Minister for the Environment, Mick Gentleman, said, “Following its draining and the removal of carp last year, Upper Stranger Pond is emerging as a wonderful waterway for people to enjoy as well as providing habitat for native animals.
“The ACT Government’s Conservation Research team is placing logs as ‘snags’ in five locations around the pond. Above water they will provide perches for birds that are safe from foxes and cats. Below water they will provide shelter and food for the thousands of new native fish fingerlings that were introduced to the pond in January.
“The snags will help us mimic natural conditions that promote native ecology and help maintain good water quality. We fully expect Upper Stranger to be a functioning, healthy small aquatic ecosystem within a few years.”
The new native fish have a fighting chance at survival since the removal of 2.6 tonnes of feral carp from the pool.
“The area will be further improved by the new rain garden being constructed in parkland beside Upper Stranger Pond. The rain garden will be the biggest in the Southern Hemisphere. In a rain event, it will treat about 1800 litres of stormwater per second before it enters Lake Tuggeranong, reducing the level of nutrients and pollutants entering the lake.”

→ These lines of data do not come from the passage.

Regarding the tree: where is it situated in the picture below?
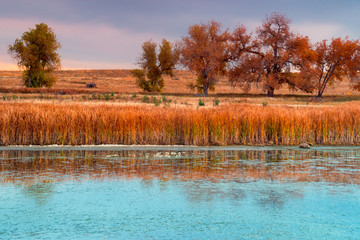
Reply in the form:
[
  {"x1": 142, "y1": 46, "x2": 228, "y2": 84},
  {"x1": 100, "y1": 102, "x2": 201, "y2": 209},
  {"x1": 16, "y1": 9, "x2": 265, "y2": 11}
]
[
  {"x1": 131, "y1": 39, "x2": 179, "y2": 92},
  {"x1": 229, "y1": 13, "x2": 312, "y2": 97},
  {"x1": 8, "y1": 23, "x2": 61, "y2": 87},
  {"x1": 180, "y1": 21, "x2": 228, "y2": 96},
  {"x1": 306, "y1": 38, "x2": 360, "y2": 98}
]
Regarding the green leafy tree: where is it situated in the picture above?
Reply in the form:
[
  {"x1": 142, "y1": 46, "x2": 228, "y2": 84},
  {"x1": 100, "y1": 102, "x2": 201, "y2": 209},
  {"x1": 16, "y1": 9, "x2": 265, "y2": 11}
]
[
  {"x1": 8, "y1": 23, "x2": 61, "y2": 87},
  {"x1": 131, "y1": 39, "x2": 179, "y2": 92}
]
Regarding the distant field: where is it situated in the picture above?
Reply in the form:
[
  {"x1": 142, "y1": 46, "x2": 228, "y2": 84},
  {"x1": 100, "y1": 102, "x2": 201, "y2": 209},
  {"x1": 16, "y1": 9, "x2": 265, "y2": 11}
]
[{"x1": 0, "y1": 70, "x2": 360, "y2": 107}]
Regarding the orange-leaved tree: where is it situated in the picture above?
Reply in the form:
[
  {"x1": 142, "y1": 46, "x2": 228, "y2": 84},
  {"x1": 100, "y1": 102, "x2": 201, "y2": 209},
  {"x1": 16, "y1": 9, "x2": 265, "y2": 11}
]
[
  {"x1": 307, "y1": 38, "x2": 360, "y2": 98},
  {"x1": 180, "y1": 20, "x2": 228, "y2": 96},
  {"x1": 229, "y1": 13, "x2": 313, "y2": 97},
  {"x1": 131, "y1": 39, "x2": 179, "y2": 92},
  {"x1": 8, "y1": 23, "x2": 61, "y2": 87}
]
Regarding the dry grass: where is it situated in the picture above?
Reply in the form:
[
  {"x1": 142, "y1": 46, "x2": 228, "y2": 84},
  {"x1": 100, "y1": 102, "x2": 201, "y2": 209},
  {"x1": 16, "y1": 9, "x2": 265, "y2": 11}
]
[
  {"x1": 0, "y1": 102, "x2": 360, "y2": 145},
  {"x1": 0, "y1": 150, "x2": 360, "y2": 185},
  {"x1": 0, "y1": 70, "x2": 360, "y2": 96}
]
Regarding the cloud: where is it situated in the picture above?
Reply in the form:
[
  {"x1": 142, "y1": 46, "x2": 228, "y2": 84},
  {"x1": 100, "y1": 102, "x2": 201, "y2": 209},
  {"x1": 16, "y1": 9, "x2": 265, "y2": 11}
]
[
  {"x1": 0, "y1": 18, "x2": 166, "y2": 69},
  {"x1": 292, "y1": 22, "x2": 349, "y2": 42}
]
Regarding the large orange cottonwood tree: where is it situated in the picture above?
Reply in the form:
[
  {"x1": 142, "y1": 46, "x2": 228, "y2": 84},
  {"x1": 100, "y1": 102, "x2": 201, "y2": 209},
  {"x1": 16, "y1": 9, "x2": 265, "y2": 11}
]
[
  {"x1": 229, "y1": 13, "x2": 313, "y2": 97},
  {"x1": 306, "y1": 38, "x2": 360, "y2": 98},
  {"x1": 180, "y1": 21, "x2": 228, "y2": 96}
]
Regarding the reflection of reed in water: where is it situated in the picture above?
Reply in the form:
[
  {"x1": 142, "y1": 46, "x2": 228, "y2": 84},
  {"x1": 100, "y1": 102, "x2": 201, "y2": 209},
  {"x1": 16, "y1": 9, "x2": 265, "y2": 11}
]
[{"x1": 0, "y1": 150, "x2": 360, "y2": 184}]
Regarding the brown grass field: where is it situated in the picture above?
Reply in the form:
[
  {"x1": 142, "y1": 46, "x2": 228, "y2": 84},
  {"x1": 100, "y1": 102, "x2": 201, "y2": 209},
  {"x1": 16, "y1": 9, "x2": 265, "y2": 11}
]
[
  {"x1": 0, "y1": 70, "x2": 360, "y2": 145},
  {"x1": 0, "y1": 150, "x2": 360, "y2": 186},
  {"x1": 0, "y1": 70, "x2": 360, "y2": 107},
  {"x1": 0, "y1": 102, "x2": 360, "y2": 145}
]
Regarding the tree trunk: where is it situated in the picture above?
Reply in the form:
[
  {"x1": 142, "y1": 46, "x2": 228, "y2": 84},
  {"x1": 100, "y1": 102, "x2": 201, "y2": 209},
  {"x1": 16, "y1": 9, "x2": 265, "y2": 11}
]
[
  {"x1": 267, "y1": 87, "x2": 274, "y2": 97},
  {"x1": 203, "y1": 83, "x2": 209, "y2": 97},
  {"x1": 316, "y1": 90, "x2": 324, "y2": 98}
]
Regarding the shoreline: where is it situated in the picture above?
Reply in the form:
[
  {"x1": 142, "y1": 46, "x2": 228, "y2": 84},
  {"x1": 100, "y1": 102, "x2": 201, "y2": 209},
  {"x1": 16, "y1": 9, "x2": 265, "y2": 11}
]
[{"x1": 0, "y1": 144, "x2": 360, "y2": 151}]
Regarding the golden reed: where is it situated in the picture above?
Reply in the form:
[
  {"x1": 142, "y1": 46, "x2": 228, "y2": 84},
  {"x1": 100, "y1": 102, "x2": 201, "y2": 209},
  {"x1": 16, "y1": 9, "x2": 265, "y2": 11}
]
[{"x1": 0, "y1": 102, "x2": 360, "y2": 145}]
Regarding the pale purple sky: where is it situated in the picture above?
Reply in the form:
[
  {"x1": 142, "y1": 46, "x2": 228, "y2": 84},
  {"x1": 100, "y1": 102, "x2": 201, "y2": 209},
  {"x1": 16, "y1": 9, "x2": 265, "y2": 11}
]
[{"x1": 0, "y1": 0, "x2": 360, "y2": 70}]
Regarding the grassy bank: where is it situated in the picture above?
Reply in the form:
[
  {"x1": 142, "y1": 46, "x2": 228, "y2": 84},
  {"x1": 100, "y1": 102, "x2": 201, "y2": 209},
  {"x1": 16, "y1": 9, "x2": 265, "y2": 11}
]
[{"x1": 0, "y1": 102, "x2": 360, "y2": 145}]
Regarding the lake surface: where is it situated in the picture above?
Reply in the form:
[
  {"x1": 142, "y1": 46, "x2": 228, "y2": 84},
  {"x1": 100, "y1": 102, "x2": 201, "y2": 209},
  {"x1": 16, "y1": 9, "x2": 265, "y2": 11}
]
[{"x1": 0, "y1": 146, "x2": 360, "y2": 239}]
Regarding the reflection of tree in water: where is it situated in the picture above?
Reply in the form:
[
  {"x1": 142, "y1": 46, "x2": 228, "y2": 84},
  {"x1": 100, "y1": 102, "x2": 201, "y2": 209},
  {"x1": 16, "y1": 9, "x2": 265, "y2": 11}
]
[
  {"x1": 256, "y1": 185, "x2": 304, "y2": 208},
  {"x1": 23, "y1": 182, "x2": 53, "y2": 205},
  {"x1": 0, "y1": 148, "x2": 360, "y2": 186},
  {"x1": 184, "y1": 180, "x2": 246, "y2": 204}
]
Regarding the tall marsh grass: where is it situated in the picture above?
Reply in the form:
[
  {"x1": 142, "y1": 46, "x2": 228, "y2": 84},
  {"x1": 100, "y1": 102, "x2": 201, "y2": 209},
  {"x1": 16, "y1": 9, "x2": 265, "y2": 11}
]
[{"x1": 0, "y1": 102, "x2": 360, "y2": 145}]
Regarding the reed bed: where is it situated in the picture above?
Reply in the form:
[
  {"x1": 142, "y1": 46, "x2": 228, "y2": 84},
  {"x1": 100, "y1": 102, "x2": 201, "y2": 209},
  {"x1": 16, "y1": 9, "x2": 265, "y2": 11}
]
[{"x1": 0, "y1": 102, "x2": 360, "y2": 145}]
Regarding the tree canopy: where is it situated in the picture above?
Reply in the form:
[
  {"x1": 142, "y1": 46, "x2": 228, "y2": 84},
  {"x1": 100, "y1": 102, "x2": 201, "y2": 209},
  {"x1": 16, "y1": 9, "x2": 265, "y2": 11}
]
[
  {"x1": 8, "y1": 23, "x2": 61, "y2": 87},
  {"x1": 131, "y1": 39, "x2": 179, "y2": 92},
  {"x1": 229, "y1": 13, "x2": 312, "y2": 97},
  {"x1": 180, "y1": 21, "x2": 228, "y2": 96}
]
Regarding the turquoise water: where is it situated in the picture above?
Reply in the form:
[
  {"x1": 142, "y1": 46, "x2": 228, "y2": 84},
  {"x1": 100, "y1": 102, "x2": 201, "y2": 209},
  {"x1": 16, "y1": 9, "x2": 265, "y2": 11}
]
[{"x1": 0, "y1": 147, "x2": 360, "y2": 239}]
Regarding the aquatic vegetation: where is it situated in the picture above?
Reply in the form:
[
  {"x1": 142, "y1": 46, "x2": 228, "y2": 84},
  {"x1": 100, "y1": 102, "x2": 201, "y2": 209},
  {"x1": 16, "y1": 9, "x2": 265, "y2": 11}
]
[{"x1": 0, "y1": 102, "x2": 360, "y2": 145}]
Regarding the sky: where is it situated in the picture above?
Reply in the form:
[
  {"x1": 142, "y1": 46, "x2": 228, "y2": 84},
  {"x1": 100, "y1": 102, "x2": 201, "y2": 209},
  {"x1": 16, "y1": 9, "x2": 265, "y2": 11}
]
[{"x1": 0, "y1": 0, "x2": 360, "y2": 70}]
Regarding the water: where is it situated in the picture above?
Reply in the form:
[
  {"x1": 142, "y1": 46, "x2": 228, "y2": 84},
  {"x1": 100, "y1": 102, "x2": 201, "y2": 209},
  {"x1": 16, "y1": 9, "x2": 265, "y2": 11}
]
[{"x1": 0, "y1": 146, "x2": 360, "y2": 239}]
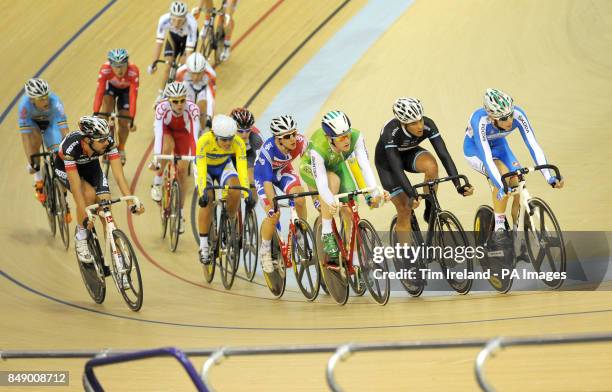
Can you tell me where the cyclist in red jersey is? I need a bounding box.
[150,82,200,233]
[93,49,140,164]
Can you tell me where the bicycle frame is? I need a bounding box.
[85,196,140,285]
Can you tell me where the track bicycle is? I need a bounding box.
[315,188,391,305]
[264,192,321,301]
[77,196,143,312]
[202,185,252,290]
[30,143,70,249]
[153,154,195,252]
[389,175,474,297]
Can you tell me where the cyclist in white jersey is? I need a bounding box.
[176,52,217,131]
[147,1,198,97]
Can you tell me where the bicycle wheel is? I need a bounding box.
[202,213,219,283]
[219,212,238,290]
[474,205,514,293]
[53,178,70,250]
[525,197,567,289]
[315,219,349,305]
[168,180,182,252]
[112,229,143,312]
[263,231,287,298]
[291,219,321,301]
[75,228,106,304]
[389,214,425,297]
[434,211,474,294]
[242,208,259,282]
[356,219,391,305]
[43,166,57,237]
[340,221,367,297]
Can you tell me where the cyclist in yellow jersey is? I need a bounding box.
[196,114,249,264]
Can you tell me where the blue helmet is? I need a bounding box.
[107,48,129,65]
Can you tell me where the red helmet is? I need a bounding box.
[230,108,255,129]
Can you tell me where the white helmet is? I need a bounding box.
[25,78,49,98]
[484,88,514,118]
[79,116,110,139]
[187,52,208,73]
[212,114,238,138]
[321,110,351,137]
[270,116,297,136]
[170,1,187,17]
[393,97,423,124]
[164,82,187,98]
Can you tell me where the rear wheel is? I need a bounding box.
[168,180,183,252]
[525,197,567,289]
[113,229,143,312]
[434,211,474,294]
[291,219,321,301]
[77,228,106,304]
[356,219,391,305]
[315,219,349,305]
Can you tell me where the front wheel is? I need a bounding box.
[357,219,391,305]
[113,229,143,312]
[434,211,474,294]
[525,197,567,289]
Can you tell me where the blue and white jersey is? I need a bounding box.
[19,93,68,133]
[463,106,551,189]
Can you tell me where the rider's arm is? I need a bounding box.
[429,134,461,186]
[196,132,212,198]
[355,135,378,196]
[128,64,140,122]
[232,135,249,197]
[514,107,551,181]
[470,113,503,189]
[310,149,334,205]
[93,64,108,113]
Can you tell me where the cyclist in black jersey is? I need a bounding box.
[55,116,144,263]
[374,98,474,236]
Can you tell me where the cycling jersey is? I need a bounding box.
[18,93,68,149]
[196,131,249,196]
[463,106,551,189]
[300,129,378,204]
[94,62,140,118]
[153,99,200,155]
[176,64,217,116]
[253,134,306,206]
[156,13,198,50]
[374,116,460,197]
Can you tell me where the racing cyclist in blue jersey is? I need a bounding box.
[18,78,69,208]
[463,88,563,248]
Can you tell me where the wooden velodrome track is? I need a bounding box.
[0,0,612,391]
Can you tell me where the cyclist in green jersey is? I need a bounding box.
[300,111,389,260]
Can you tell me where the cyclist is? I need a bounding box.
[147,1,198,100]
[18,78,71,208]
[230,108,263,191]
[55,116,144,285]
[254,115,306,273]
[196,114,252,265]
[463,88,563,248]
[374,98,474,242]
[94,48,140,165]
[300,111,388,269]
[176,52,217,130]
[193,0,238,61]
[150,82,200,233]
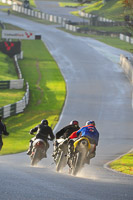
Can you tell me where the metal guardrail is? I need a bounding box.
[0,55,29,118]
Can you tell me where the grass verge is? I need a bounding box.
[0,40,66,155]
[109,151,133,175]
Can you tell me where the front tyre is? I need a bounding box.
[31,149,40,166]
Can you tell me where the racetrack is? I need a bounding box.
[0,1,133,200]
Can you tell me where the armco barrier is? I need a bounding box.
[0,53,29,118]
[120,55,133,84]
[0,83,29,118]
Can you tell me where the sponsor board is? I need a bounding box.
[2,30,35,40]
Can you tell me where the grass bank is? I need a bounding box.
[0,36,66,155]
[109,151,133,175]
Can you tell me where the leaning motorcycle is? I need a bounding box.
[68,137,95,176]
[54,138,68,172]
[30,139,47,166]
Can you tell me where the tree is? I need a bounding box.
[123,0,133,35]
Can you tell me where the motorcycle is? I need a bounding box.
[54,138,68,172]
[30,139,47,166]
[68,137,95,176]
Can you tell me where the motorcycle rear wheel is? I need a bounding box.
[72,152,85,176]
[56,151,66,172]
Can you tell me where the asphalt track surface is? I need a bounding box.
[0,1,133,200]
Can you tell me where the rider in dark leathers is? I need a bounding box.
[0,116,9,150]
[27,119,55,155]
[68,120,99,164]
[52,120,80,157]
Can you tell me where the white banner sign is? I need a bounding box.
[2,30,35,40]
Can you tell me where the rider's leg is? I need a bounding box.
[27,137,35,155]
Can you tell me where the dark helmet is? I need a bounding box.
[70,120,79,126]
[41,119,48,125]
[86,120,95,126]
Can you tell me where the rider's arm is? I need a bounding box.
[69,131,77,139]
[49,127,55,140]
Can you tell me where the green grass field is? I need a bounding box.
[109,152,133,175]
[0,40,66,155]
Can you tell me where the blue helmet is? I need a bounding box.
[41,119,48,125]
[86,120,95,126]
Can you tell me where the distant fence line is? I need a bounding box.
[0,53,29,118]
[12,4,133,44]
[0,83,29,118]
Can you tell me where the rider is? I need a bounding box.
[68,120,99,164]
[0,116,9,150]
[52,120,80,157]
[27,119,55,157]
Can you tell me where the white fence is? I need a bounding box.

The rain garden is one of 19 water quality infrastructure projects planned for the ACT and Queanbeyan as part of ACT Healthy Waterways and one of six in the Tuggeranong catchment. Two water quality research projects are also underway.
ACT Healthy Waterways is a joint initiative of the ACT and Australian Governments to improve the quality of water entering our lakes and waterways and flowing downstream into the Murrumbidgee River system as part of the Murray-Darling Basin Plan.